IMHO, our beliefs are almost never a matter of “choice.” Yes, people often “believe what they choose to believe,” but often, they believe things they wish they didn’t. If this weren’t the case, no one would suffer from depression or anxiety, because people could just decide to believe in a better version of reality.

And no one could force me to believe I’m a unicorn, not even at gunpoint. The bottom line is, something has to make sense, somehow, in our brains, before we can believe it. We may decide to follow a tortured logic to GET there; we may choose which sources we will investigate and which to ignore. But “belief” isn’t something we “pick” like an omelette from a menu.

I had 10,000 issues with Christianity, but if I had to choose one, it’s that it’s unique among world religions for prioritizing orthodoxy over orthopraxy: God can punish you forever for simply failing to THINK a certain thing.
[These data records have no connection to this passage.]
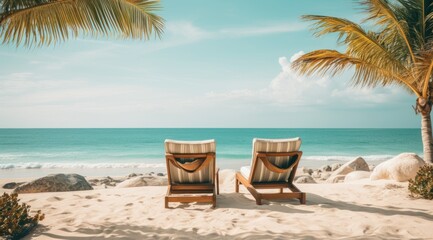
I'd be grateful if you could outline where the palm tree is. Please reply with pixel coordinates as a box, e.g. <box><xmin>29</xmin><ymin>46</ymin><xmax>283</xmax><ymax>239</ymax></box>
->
<box><xmin>0</xmin><ymin>0</ymin><xmax>164</xmax><ymax>47</ymax></box>
<box><xmin>292</xmin><ymin>0</ymin><xmax>433</xmax><ymax>163</ymax></box>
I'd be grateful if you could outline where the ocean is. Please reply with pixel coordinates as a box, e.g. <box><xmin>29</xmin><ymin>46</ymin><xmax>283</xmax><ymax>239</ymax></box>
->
<box><xmin>0</xmin><ymin>128</ymin><xmax>422</xmax><ymax>178</ymax></box>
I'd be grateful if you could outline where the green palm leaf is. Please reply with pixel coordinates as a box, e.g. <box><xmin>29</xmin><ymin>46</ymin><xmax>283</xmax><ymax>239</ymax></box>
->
<box><xmin>0</xmin><ymin>0</ymin><xmax>164</xmax><ymax>46</ymax></box>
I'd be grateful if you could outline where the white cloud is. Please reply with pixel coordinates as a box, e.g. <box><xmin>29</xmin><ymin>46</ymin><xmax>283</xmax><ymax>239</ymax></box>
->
<box><xmin>133</xmin><ymin>21</ymin><xmax>306</xmax><ymax>51</ymax></box>
<box><xmin>207</xmin><ymin>51</ymin><xmax>402</xmax><ymax>107</ymax></box>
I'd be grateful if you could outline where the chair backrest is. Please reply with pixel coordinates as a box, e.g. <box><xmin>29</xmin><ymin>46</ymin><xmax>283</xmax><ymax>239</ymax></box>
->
<box><xmin>249</xmin><ymin>137</ymin><xmax>301</xmax><ymax>183</ymax></box>
<box><xmin>164</xmin><ymin>139</ymin><xmax>216</xmax><ymax>184</ymax></box>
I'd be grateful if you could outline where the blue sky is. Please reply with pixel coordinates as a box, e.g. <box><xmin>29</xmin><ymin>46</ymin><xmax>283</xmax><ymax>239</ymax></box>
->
<box><xmin>0</xmin><ymin>0</ymin><xmax>420</xmax><ymax>128</ymax></box>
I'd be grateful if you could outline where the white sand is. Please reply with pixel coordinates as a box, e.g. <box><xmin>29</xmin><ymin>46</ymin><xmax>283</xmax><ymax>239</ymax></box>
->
<box><xmin>1</xmin><ymin>170</ymin><xmax>433</xmax><ymax>239</ymax></box>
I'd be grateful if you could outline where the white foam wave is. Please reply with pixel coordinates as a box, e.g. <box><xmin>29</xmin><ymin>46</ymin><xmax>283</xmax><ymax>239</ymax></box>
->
<box><xmin>0</xmin><ymin>162</ymin><xmax>165</xmax><ymax>169</ymax></box>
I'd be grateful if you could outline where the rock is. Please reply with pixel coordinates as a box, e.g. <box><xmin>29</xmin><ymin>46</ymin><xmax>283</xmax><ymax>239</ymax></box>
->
<box><xmin>320</xmin><ymin>172</ymin><xmax>331</xmax><ymax>180</ymax></box>
<box><xmin>331</xmin><ymin>163</ymin><xmax>343</xmax><ymax>171</ymax></box>
<box><xmin>331</xmin><ymin>157</ymin><xmax>370</xmax><ymax>177</ymax></box>
<box><xmin>295</xmin><ymin>175</ymin><xmax>316</xmax><ymax>183</ymax></box>
<box><xmin>326</xmin><ymin>175</ymin><xmax>346</xmax><ymax>183</ymax></box>
<box><xmin>89</xmin><ymin>176</ymin><xmax>120</xmax><ymax>187</ymax></box>
<box><xmin>3</xmin><ymin>182</ymin><xmax>24</xmax><ymax>189</ymax></box>
<box><xmin>14</xmin><ymin>174</ymin><xmax>93</xmax><ymax>193</ymax></box>
<box><xmin>370</xmin><ymin>153</ymin><xmax>425</xmax><ymax>182</ymax></box>
<box><xmin>299</xmin><ymin>167</ymin><xmax>313</xmax><ymax>175</ymax></box>
<box><xmin>344</xmin><ymin>171</ymin><xmax>371</xmax><ymax>182</ymax></box>
<box><xmin>319</xmin><ymin>165</ymin><xmax>332</xmax><ymax>172</ymax></box>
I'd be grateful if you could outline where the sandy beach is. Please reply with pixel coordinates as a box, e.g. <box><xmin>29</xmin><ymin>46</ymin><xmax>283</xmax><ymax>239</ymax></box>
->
<box><xmin>1</xmin><ymin>170</ymin><xmax>433</xmax><ymax>239</ymax></box>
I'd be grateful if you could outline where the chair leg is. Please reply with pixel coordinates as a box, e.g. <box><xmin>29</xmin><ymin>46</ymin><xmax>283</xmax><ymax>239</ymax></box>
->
<box><xmin>212</xmin><ymin>193</ymin><xmax>216</xmax><ymax>208</ymax></box>
<box><xmin>216</xmin><ymin>170</ymin><xmax>220</xmax><ymax>195</ymax></box>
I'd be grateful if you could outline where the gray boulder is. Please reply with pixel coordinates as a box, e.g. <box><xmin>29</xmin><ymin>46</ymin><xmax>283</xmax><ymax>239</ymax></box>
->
<box><xmin>116</xmin><ymin>176</ymin><xmax>167</xmax><ymax>188</ymax></box>
<box><xmin>14</xmin><ymin>174</ymin><xmax>93</xmax><ymax>193</ymax></box>
<box><xmin>3</xmin><ymin>182</ymin><xmax>24</xmax><ymax>189</ymax></box>
<box><xmin>295</xmin><ymin>175</ymin><xmax>316</xmax><ymax>183</ymax></box>
<box><xmin>331</xmin><ymin>157</ymin><xmax>370</xmax><ymax>176</ymax></box>
<box><xmin>370</xmin><ymin>153</ymin><xmax>425</xmax><ymax>182</ymax></box>
<box><xmin>326</xmin><ymin>175</ymin><xmax>346</xmax><ymax>183</ymax></box>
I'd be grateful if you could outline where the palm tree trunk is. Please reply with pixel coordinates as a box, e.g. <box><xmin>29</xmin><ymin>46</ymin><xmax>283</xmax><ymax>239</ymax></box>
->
<box><xmin>421</xmin><ymin>112</ymin><xmax>433</xmax><ymax>164</ymax></box>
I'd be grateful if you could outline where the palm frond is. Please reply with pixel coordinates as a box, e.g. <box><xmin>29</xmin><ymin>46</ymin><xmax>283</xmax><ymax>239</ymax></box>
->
<box><xmin>0</xmin><ymin>0</ymin><xmax>164</xmax><ymax>46</ymax></box>
<box><xmin>360</xmin><ymin>0</ymin><xmax>420</xmax><ymax>63</ymax></box>
<box><xmin>302</xmin><ymin>15</ymin><xmax>407</xmax><ymax>75</ymax></box>
<box><xmin>292</xmin><ymin>49</ymin><xmax>420</xmax><ymax>96</ymax></box>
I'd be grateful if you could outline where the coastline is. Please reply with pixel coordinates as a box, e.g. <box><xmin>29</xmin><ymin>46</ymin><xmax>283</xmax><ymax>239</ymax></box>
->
<box><xmin>0</xmin><ymin>169</ymin><xmax>433</xmax><ymax>239</ymax></box>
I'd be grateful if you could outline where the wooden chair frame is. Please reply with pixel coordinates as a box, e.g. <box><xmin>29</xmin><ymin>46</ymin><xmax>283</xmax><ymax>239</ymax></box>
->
<box><xmin>235</xmin><ymin>151</ymin><xmax>307</xmax><ymax>205</ymax></box>
<box><xmin>165</xmin><ymin>153</ymin><xmax>219</xmax><ymax>208</ymax></box>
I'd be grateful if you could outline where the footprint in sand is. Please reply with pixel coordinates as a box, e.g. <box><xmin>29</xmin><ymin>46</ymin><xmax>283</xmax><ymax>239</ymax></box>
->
<box><xmin>84</xmin><ymin>194</ymin><xmax>100</xmax><ymax>199</ymax></box>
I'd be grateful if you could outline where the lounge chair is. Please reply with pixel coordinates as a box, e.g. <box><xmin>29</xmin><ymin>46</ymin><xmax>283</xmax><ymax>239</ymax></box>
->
<box><xmin>236</xmin><ymin>138</ymin><xmax>306</xmax><ymax>205</ymax></box>
<box><xmin>165</xmin><ymin>140</ymin><xmax>219</xmax><ymax>208</ymax></box>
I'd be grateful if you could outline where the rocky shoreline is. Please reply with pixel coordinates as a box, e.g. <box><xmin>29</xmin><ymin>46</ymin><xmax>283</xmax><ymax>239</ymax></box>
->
<box><xmin>2</xmin><ymin>153</ymin><xmax>425</xmax><ymax>193</ymax></box>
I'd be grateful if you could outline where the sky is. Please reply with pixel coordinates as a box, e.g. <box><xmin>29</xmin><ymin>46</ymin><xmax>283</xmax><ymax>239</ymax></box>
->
<box><xmin>0</xmin><ymin>0</ymin><xmax>420</xmax><ymax>128</ymax></box>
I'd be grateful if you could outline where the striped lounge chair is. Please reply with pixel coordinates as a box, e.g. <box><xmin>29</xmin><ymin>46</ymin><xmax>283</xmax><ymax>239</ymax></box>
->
<box><xmin>165</xmin><ymin>139</ymin><xmax>219</xmax><ymax>208</ymax></box>
<box><xmin>235</xmin><ymin>138</ymin><xmax>306</xmax><ymax>205</ymax></box>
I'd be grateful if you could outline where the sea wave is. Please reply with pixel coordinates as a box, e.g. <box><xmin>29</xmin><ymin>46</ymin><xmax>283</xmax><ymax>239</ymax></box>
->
<box><xmin>0</xmin><ymin>162</ymin><xmax>165</xmax><ymax>169</ymax></box>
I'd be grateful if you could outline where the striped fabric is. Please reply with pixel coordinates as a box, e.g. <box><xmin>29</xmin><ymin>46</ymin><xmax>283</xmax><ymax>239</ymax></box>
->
<box><xmin>242</xmin><ymin>138</ymin><xmax>301</xmax><ymax>182</ymax></box>
<box><xmin>164</xmin><ymin>139</ymin><xmax>216</xmax><ymax>184</ymax></box>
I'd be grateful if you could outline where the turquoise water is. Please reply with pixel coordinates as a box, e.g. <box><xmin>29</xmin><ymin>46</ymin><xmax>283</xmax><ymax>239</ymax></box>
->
<box><xmin>0</xmin><ymin>128</ymin><xmax>422</xmax><ymax>175</ymax></box>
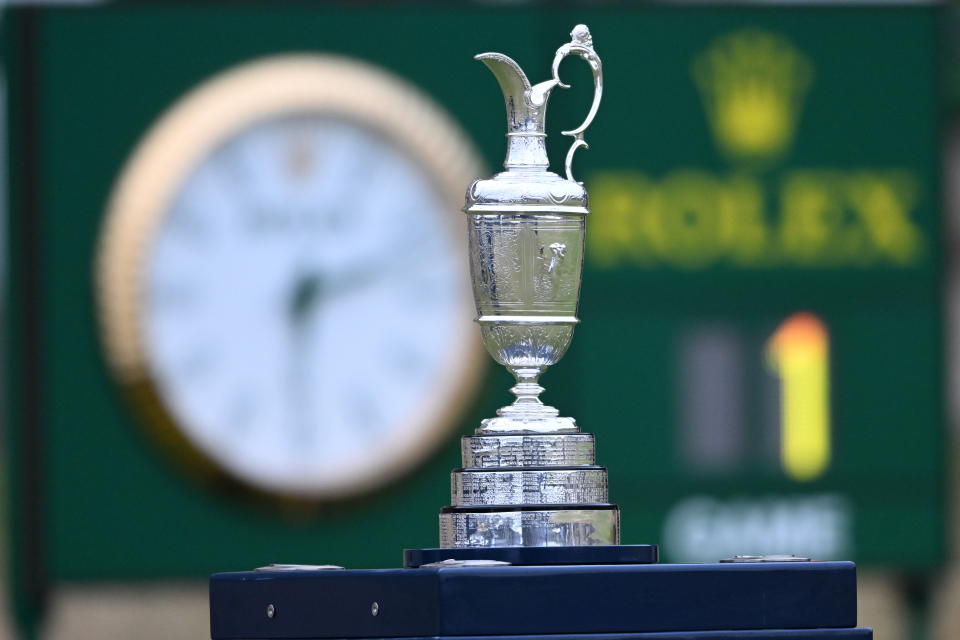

Our brains don’t work that way, and a god who really made them would know that.

 

I WANT to believe that I’m going to live forever after I die (I’m still not sure how that makes sense to anyone).
And I don't know why this sounds GOOD to anyone. I never understood the appeal of living forever, not even in bliss. It sounds horrible.
But they believe that they believe that.


I’m talking about the purely analytical subconscious here, the background worker which analyzes reality for us and tells us what is real and what is not.


I’m really tired right now and just want to toss this out there … I think there is terminology for what I’m going to say, but I can’t think of it right now…

So: Our brains constantly have to create shortcuts for things, or else we wouldn’t be able to function because every observation would be too complex.

For example, when I moved in, I learned that my housemate is named Jason and that he’s an accountant. Once I knew that, I put that on a “shelf.” I don’t have to consider in my mind who he is, what a housemate is, and what an accountant is, every time I encounter him in the hallway or living room. There is no reason to “revisit” it.

If you were talking about emotions, then you would be discussing cognitive dissonance, or compartmentalizion…things the mind does to protect itself against thoughts that would be unpleasant or overwhelming.

But the thing I’m talking about here has nothing to do with emotions. It’s just the way our brains categorize and keep things, to simplify and economize.

Let’s say I lived here for 5 years, and one day authorities come to my door and begin asking about Jason. And it turns out he’s a serial killer named Frank, who escaped from prison, and has been living under a false identity…but I never suspected.

Now, I am remembering the time someone called and referred to him as Frank, and he said it was a wrong number … and that he was really secretive about his box of photo albums. But his name and identity had already been put on the “shelf” and I’d had no really compelling reason to climb back up there and take a second look.

Is that what you mean?

Ugh, that probably makes no sense at all; I will come back in a couple days

Anyway, welcome!

 

 

 

Wow, my mom used to warn me, be careful what you wish for.

2885 dense words - I’m going to have to take that in chunks, which is why it’s already in a word documents.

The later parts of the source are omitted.